Find the intervals on which \( f(x) \) is increasing and the intervals on which \( f(x) \) is decreasing. Then sketch the graph. Add horizontal tangent lines \( f(x)=2 x^{4}-100 x^{2} \) Compute the derivative of \( f(x) \). \( f^{\prime}(x)=\square \)

To find the intervals where \( f(x) = 2x^4 - 100x^2 \) is increasing or decreasing, we first compute its derivative: \[ f'(x) = \frac{d}{dx}(2x^4 - 100x^2) = 8x^3 - 200x. \] Next, we set the derivative equal to zero to find critical points: \[ 8x^3 - 200x = 0 \] Factoring gives: \[ 8x(x^2 - 25) = 0, \] which leads to critical points at: \[ x = 0, \quad x = 5, \quad x = -5. \] Now we analyze the sign of \( f'(x) \) in the intervals determined by these critical points: 1. For \( x < -5 \): Choose \( x = -6 \) → \( f'(-6) = 8(-6)^3 - 200(-6) > 0\) (increasing) 2. For \( -5 < x < 0 \): Choose \( x = -1 \) → \( f'(-1) = 8(-1)^3 - 200(-1) < 0\) (decreasing) 3. For \( 0 < x < 5 \): Choose \( x = 1 \) → \( f'(1) = 8(1)^3 - 200(1) < 0\) (decreasing) 4. For \( x > 5 \): Choose \( x = 6 \) → \( f'(6) = 8(6)^3 - 200(6) > 0\) (increasing) Thus, \( f(x) \) is increasing on the intervals \( (-\infty, -5) \) and \( (5, \infty) \), and decreasing on \( (-5, 0) \) and \( (0, 5) \).

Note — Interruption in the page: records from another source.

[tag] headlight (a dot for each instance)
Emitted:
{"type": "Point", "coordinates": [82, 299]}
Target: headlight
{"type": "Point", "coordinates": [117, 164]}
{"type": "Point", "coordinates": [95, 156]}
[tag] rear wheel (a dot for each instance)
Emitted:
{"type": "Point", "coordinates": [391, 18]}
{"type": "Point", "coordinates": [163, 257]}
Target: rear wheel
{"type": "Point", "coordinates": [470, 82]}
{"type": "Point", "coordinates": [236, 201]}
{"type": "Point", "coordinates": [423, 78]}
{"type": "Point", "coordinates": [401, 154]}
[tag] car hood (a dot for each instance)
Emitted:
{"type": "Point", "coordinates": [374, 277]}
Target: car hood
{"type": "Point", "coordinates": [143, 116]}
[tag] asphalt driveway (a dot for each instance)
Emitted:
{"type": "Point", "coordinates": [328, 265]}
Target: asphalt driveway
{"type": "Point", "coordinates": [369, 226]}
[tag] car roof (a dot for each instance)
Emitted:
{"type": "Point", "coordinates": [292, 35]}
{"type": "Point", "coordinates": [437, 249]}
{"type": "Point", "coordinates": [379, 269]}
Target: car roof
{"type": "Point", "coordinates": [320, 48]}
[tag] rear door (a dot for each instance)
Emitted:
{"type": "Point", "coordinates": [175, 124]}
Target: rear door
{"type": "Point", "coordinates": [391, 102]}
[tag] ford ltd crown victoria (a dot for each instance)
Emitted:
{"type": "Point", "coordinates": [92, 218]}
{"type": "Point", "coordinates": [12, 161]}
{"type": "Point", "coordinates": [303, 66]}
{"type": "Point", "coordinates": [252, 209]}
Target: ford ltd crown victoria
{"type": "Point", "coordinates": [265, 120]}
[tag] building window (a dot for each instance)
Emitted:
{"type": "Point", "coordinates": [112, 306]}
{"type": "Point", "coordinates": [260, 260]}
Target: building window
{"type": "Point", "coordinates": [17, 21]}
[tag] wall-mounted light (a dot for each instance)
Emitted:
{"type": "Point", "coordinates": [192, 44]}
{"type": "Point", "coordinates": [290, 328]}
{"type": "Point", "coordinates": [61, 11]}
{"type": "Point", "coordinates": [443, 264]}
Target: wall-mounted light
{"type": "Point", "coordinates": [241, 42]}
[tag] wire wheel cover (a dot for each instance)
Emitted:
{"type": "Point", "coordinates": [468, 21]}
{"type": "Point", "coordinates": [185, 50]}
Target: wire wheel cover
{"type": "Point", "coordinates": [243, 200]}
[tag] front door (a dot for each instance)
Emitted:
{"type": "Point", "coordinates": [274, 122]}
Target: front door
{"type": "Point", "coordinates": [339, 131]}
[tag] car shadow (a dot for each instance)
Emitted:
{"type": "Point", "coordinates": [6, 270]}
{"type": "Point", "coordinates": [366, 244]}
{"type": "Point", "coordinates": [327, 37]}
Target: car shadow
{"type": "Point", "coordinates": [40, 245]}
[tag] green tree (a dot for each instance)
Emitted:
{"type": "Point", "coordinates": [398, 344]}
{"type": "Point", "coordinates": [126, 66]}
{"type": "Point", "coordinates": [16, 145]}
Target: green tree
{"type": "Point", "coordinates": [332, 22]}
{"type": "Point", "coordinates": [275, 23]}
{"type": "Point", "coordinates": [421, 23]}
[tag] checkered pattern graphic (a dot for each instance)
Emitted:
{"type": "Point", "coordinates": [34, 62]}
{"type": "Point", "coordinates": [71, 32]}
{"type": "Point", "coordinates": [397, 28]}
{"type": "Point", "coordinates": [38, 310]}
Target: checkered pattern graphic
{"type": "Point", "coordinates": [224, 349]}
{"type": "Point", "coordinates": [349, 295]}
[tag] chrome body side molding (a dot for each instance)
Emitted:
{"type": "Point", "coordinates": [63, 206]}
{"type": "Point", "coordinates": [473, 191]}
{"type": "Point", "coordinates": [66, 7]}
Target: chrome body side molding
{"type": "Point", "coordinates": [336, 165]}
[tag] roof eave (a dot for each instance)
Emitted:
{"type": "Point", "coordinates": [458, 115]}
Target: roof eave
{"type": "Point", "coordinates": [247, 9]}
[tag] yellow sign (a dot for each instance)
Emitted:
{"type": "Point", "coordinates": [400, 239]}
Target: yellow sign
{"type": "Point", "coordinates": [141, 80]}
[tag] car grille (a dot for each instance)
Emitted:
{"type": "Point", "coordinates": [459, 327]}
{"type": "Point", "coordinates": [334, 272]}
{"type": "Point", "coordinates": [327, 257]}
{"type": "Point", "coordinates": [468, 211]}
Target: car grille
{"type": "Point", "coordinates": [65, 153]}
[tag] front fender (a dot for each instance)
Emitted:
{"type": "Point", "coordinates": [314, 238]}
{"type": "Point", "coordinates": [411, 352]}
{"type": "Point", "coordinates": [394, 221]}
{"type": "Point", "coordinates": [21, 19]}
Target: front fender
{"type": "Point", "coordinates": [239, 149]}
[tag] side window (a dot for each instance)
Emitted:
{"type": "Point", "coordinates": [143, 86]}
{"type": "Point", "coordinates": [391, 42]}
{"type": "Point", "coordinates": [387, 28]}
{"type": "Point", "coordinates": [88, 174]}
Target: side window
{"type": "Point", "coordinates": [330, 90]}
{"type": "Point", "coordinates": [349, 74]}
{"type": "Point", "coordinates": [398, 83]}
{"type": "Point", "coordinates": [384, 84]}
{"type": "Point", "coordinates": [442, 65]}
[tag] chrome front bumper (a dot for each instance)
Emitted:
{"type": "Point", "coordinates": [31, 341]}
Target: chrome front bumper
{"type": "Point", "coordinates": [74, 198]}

Now for sketching the graph of \( f(x) \): - The points \( x = -5 \), \( x = 0 \), and \( x = 5 \) will feature horizontal tangent lines, as these are critical points where \( f'(x) = 0 \). - At \( x = -5 \) and \( x = 5 \), we check if they are local minima or maxima by evaluating the second derivative or using a first derivative test. Overall, the graph will show a steep rise to the left of \( -5 \), a decrease until \( 0 \), and then another decrease until \( 5 \), followed by an increase to the right of \( 5 \). The resulting graph will have its local maximum at \( x = -5 \) and \( x = 5 \) and a local minimum at \( x = 0 \).